Björk - Hollywood Palladium - 6/5/13
Credit: Debi Del Grande Björk at the Palladium Monday
Better than: Dissecting a pig.
It was science class last night as Björk performed her nature-based production Biophilia for a relatively-intimate crowd at the Hollywood Palladium. (She plays the Bowl on Tuesday.) With the show, the Icelandic icon and artist's artist demonstrated that science and the natural world are sensual, feminine, and, much like Björk herself, possessing properties both delicate and powerful.
This was Björk's second of three nights in Los Angeles performing the theater in the round production, based on her 2011 album of the same name. This homage to nature, as she told the Weekly, is her version of an opera and her attempt to "bow to nature" with a fusion of science, technology and art.

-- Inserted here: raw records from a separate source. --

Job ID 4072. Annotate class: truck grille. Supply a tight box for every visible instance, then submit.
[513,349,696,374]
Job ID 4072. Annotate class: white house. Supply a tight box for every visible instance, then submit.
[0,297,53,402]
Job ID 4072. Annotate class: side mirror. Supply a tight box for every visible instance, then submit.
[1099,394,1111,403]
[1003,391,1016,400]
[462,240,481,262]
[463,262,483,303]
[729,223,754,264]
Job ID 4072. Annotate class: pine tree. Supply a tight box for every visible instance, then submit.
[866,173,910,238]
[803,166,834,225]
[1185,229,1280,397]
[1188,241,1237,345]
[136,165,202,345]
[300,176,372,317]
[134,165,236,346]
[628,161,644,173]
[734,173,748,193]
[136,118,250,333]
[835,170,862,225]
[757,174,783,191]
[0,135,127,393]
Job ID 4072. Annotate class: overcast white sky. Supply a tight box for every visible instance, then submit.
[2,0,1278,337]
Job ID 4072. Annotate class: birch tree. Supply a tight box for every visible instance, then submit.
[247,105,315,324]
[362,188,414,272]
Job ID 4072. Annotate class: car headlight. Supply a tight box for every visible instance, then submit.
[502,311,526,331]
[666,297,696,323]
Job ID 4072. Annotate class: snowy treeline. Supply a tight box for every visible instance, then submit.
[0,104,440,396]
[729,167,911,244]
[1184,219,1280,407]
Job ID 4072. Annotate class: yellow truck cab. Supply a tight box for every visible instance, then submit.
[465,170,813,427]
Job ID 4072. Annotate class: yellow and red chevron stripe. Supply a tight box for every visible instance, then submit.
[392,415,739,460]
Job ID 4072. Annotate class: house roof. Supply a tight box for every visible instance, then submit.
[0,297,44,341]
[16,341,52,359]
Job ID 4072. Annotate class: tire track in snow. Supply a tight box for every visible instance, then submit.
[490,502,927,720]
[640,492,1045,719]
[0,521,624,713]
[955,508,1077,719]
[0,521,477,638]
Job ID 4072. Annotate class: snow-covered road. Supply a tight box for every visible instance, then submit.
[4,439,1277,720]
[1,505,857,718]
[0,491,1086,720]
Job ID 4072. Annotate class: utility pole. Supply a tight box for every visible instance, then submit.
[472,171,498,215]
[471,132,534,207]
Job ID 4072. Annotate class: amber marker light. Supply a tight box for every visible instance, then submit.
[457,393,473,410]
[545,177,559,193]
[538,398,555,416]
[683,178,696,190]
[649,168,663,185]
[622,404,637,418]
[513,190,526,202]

The show was a multisensory spectacle, sophisticated, playful, and inventive. It primarily featured songs from Biophilia, with a handful of hits sprinkled in throughout. The evening was more theater than concert, as Björk and her 16 member female choir played on a circular stage, also populated by a harp, a pipe organ, a Tesla Coil and other innovative instruments built especially for the show. It also relied heavily on iPad generated sounds. (Biophilia was released with a suite of custom apps conceived by Björk herself.)
The performance began just after 8:30pm with a recorded introduction by the show's narrator, Richard Attenborough, an actor whose work has often dipped into the realm of the natural world. A cheer rose from back of the crowd as Björk appeared, the spotlights catching the top of her wild untamed purple and green wig as she made her way to the stage.
Credit: Debi Del Grande Björk performing Biophilia on Monday
Wearing a sparkly silver and purple knee length dress with a long purple cape attached, she began the show with the sparse, moody "Thunderbolt," the bass line for which was provided by the Tesla coil hanging from the ceiling. This iconic object of science history juxtaposed against the delicacy of the intricately harmonized (and barefoot) chorus.